El plan de China para convertirse en líder mundial absoluto tiene mucho sentido, y empieza por entender el factor más importante en esa transición: los datos. Olvida todo planteamiento de la privacidad como un derecho: en un país en el que el estado es el principal proveedor de datos, lo sabe absolutamente todo y lo comparte con sus compañías, cuestiones como autentificarte con tus datos biométricos, disponer de un sistema de rating crediticio universal o desarrollar el famoso Departamento de Precrimen se convierten en posibilidades reales, que no chocan con todos los obstáculos habituales que encontramos lógicos y normales en el garantista mundo occidental.

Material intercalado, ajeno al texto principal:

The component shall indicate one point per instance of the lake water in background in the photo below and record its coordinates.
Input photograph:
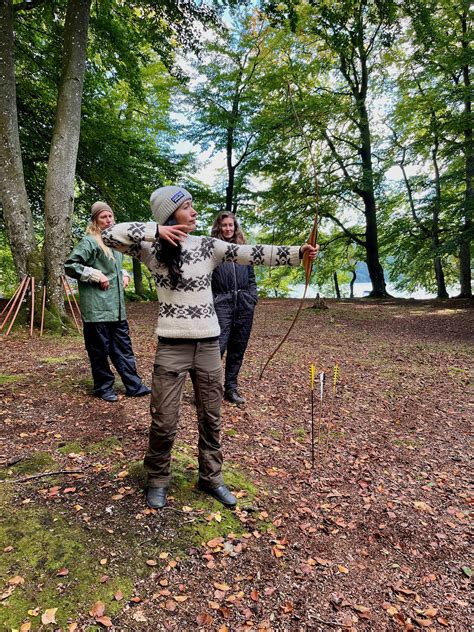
(363, 289)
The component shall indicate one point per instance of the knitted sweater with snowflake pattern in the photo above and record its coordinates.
(187, 311)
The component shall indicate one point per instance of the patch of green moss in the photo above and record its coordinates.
(9, 379)
(59, 360)
(71, 447)
(196, 528)
(34, 464)
(105, 447)
(44, 542)
(275, 434)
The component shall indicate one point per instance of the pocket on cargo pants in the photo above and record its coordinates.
(166, 392)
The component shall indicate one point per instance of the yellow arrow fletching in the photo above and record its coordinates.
(336, 373)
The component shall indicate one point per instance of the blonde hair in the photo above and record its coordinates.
(94, 230)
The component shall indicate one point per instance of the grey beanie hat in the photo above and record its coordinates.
(165, 200)
(97, 207)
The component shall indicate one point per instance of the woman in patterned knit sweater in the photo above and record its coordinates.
(188, 329)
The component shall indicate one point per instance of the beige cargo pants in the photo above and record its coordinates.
(173, 361)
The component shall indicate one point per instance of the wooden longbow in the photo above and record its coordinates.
(307, 263)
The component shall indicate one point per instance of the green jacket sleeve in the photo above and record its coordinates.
(79, 264)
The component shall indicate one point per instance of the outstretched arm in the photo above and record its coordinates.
(261, 254)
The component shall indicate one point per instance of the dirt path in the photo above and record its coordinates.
(375, 538)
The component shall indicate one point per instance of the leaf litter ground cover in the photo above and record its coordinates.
(375, 538)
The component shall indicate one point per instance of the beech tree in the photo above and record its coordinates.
(163, 25)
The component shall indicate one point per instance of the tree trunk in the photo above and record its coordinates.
(370, 208)
(59, 194)
(13, 195)
(229, 191)
(138, 277)
(336, 286)
(351, 284)
(465, 247)
(435, 241)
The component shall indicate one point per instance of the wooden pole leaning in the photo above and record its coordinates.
(43, 304)
(32, 317)
(13, 301)
(65, 287)
(25, 287)
(13, 297)
(71, 293)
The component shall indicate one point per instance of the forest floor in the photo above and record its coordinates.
(375, 537)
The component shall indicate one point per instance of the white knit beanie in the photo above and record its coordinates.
(98, 207)
(165, 200)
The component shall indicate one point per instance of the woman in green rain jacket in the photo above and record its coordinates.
(101, 280)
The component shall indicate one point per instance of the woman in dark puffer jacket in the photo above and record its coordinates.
(235, 296)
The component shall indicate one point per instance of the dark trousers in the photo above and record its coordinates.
(172, 363)
(111, 340)
(236, 326)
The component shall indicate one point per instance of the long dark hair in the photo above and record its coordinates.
(171, 257)
(237, 237)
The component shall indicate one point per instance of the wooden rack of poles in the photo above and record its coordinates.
(27, 283)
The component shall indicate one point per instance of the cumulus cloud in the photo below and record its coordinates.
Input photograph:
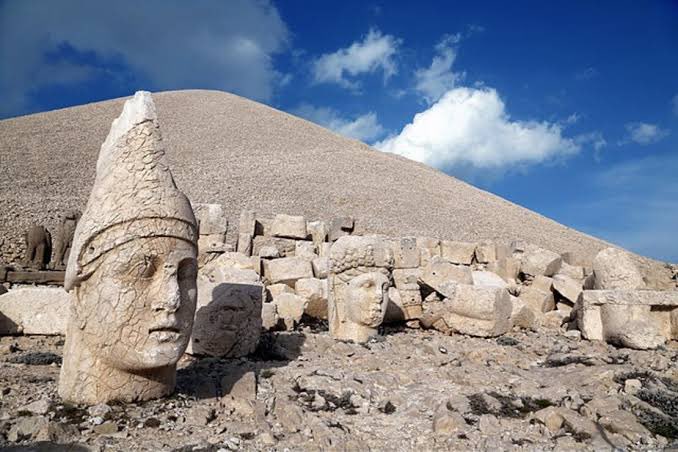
(209, 44)
(644, 133)
(470, 127)
(434, 81)
(364, 127)
(376, 52)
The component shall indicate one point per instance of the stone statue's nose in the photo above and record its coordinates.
(169, 298)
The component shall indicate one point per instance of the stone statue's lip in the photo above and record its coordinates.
(167, 327)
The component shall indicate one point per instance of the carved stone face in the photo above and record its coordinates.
(367, 298)
(136, 309)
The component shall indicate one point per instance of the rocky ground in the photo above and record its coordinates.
(410, 390)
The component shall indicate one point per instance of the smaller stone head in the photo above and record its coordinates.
(359, 280)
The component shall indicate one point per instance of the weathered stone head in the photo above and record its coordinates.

El país ha conseguido dar forma a un mercado doméstico enorme, con actores completamente diferentes a los del resto del mundo: las principales compañías tecnológicas ya no son únicamente norteamericanas, y se ven ya preparadas para tomar por asalto los mercados mundiales, mientras las empresas líderes de la etapa anterior se ven acosadas por intentos legislativos de reducir un poder considerado excesivo. En China, no es que Apple no sea un competidor importante en su segmento principal, el smartphone: es que está a punto de dejar de estar incluida entre las cinco primeras, con compañías chinas por encima como Huawei, Oppo, Vivo o Xiaomi que, además, ya conquistan los mercados internacionales. Y en tecnologías como 5G ocurre exactamente lo mismo.

El liderazgo chino comienza por un férreo control de una educación orientada al futuro, sigue con fuertes inversiones en desarrollo y en investigación, y continúa con ídolos locales con conocimiento del mercado como Andrew Ng o Kai-Fu Lee. El país ya se plantea superar a los Estados Unidos como líder en el desarrollo de inteligencia artificial en un futuro cercano, cuenta con los mejores laboratorios en automatización de la producción, está entrando con éxito en las aplicaciones más punteras del machine learning como los vehículos autónomos, y tiene compañías extraordinariamente rentables y con pulmón financiero para sostener su crecimiento. Cualquier compañía que quiera trabajar en un entorno en el que la regulación se adapte al desarrollo de tecnologías con impacto en el futuro en lugar de plantearse mil impedimentos y resistencias, se encontrará en su salsa en China. Una actitud diferente hacia el futuro, que está empezando a dar sus frutos, con fortísimas posiciones en mercados emergentes como África o América Latina, y en la que todo se pone al servicio de los planes del estado para esa dominación mundial.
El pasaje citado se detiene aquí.